Reconhece-se, por fim, que pacotes abrangentes de reformas, destinados a aprimorar o ambiente de negócios, frequentemente envolvem a simplificação de barreiras de entrada e melhorias na eficiência regulatória, incluindo supervisão financeira. A eliminação de subsídios prejudiciais, a otimização dos marcos regulatórios e do uso da terra, bem como o aumento da flexibilidade para contratar e capacitar trabalhadores, e a promoção da integração em cadeias de valor regionais e globais, são todos fatores que contribuem para um ecossistema gerador de empregos.
A expansão e a capacidade de geração de empregos pelas empresas dependem intrinsecamente de mercados de capitais que sejam profundos e líquidos, garantindo acesso facilitado ao financiamento. A aplicação rigorosa e eficaz de contratos diminui a incerteza e confere maior segurança aos investimentos. Reduzir as barreiras à mobilidade de capital e fornecer garantias parciais de crédito são medidas que podem impulsionar o desenvolvimento do mercado de capitais. O fortalecimento e a expansão dos mercados de títulos de dívida (bonds) e de ações podem incrementar a liquidez e mitigar os custos de transação. Além disso, a profundidade em mercados de ações e de dívida em moeda local é um atrativo para investidores institucionais em economias que tradicionalmente possuem intermediação financeira limitada.
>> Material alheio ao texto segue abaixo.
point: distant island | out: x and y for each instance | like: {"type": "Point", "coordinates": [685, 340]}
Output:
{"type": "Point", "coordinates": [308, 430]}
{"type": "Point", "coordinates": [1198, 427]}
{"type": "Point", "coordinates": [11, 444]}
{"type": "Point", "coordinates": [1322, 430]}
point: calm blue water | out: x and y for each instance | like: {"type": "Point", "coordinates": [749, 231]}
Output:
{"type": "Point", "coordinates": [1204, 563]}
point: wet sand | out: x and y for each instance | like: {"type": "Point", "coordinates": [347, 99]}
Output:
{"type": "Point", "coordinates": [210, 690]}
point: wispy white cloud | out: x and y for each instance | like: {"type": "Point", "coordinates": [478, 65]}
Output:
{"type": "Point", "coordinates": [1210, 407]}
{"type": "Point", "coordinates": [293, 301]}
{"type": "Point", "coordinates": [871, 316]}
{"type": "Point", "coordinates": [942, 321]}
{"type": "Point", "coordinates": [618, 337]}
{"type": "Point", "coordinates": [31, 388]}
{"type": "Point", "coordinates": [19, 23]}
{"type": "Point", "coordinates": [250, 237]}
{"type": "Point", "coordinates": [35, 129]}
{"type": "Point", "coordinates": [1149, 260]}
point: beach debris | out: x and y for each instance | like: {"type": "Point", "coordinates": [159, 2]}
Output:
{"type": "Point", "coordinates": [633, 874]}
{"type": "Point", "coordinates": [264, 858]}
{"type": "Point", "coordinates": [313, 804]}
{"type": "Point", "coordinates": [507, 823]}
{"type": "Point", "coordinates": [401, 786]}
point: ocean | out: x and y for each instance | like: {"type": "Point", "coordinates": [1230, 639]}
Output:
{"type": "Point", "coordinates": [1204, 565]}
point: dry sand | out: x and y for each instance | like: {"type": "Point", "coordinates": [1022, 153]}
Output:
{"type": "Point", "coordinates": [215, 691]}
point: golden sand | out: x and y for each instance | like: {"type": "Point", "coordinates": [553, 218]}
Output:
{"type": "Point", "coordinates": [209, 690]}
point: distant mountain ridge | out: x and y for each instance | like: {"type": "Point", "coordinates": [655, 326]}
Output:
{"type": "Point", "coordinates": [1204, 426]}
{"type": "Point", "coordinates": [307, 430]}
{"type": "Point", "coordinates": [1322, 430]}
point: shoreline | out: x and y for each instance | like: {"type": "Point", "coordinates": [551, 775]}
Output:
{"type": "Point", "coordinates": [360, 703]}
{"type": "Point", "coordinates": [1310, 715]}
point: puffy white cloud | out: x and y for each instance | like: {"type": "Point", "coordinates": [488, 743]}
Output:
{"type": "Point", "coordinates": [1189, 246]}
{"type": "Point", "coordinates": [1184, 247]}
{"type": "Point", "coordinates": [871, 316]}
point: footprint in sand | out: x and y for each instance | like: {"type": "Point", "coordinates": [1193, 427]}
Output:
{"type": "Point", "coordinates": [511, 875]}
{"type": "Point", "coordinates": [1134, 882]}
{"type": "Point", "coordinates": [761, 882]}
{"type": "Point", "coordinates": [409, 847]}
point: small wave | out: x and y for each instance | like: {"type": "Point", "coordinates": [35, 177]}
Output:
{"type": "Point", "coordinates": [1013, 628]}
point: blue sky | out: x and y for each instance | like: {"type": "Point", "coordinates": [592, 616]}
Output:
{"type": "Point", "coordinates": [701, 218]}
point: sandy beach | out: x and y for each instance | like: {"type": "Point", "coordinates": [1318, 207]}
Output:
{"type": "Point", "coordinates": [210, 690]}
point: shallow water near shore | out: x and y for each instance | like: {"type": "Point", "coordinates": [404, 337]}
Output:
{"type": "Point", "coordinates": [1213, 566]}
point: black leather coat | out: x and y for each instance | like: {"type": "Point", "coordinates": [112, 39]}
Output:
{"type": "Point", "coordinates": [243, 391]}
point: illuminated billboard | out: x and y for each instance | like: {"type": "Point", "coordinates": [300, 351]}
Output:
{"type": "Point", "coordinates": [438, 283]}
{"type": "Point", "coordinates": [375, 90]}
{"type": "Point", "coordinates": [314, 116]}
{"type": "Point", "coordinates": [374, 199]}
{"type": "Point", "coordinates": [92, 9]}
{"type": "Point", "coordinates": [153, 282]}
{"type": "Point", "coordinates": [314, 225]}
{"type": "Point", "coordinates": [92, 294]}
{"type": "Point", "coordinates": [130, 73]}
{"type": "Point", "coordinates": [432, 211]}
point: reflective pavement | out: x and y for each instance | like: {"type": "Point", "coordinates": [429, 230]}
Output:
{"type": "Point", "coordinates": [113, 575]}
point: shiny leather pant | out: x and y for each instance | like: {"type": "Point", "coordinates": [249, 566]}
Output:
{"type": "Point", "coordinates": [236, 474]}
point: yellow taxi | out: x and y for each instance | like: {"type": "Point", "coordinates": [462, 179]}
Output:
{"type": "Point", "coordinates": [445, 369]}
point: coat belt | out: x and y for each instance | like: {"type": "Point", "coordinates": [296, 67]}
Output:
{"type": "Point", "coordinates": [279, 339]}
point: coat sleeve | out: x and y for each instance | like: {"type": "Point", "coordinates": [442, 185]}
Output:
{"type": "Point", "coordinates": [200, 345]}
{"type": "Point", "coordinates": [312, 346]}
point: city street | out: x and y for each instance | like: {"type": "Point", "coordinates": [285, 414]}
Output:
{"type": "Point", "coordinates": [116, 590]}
O Banco Mundial ainda reitera que a criação sustentada de empregos, historicamente, seguiu-se a bem-sucedidos esforços de reforma destinados a impulsionar o crescimento da produção e do investimento. O relatório enfatiza valiosas lições extraídas de cinco estudos de caso paradigmáticos: Austrália (1994-2008), Chile (1979-1992), Colômbia (2002-2008), República da Coreia (1986-1997) e Singapura (2004-2014). Nesses períodos, o crescimento médio do emprego nessas nações alcançou 3,4%, praticamente o dobro do ritmo observado em outros anos. Na maioria dos cenários estudados, a proporção de jovens em relação à população total era maior que a média global, evidenciando como esses países capitalizaram o impulso demográfico para acelerar o desenvolvimento econômico. Durante esses ciclos de expansão, o investimento cresceu a um ritmo quase quatro vezes superior ao de outros períodos, o crescimento da produção foi aproximadamente 50% maior e a produtividade dobrou. Conjuntamente, esses padrões reforçam os ganhos cumulativos mútuos em acumulação de capital, produção e eficiência, que ocorrem em épocas de crescimento de emprego sustentável.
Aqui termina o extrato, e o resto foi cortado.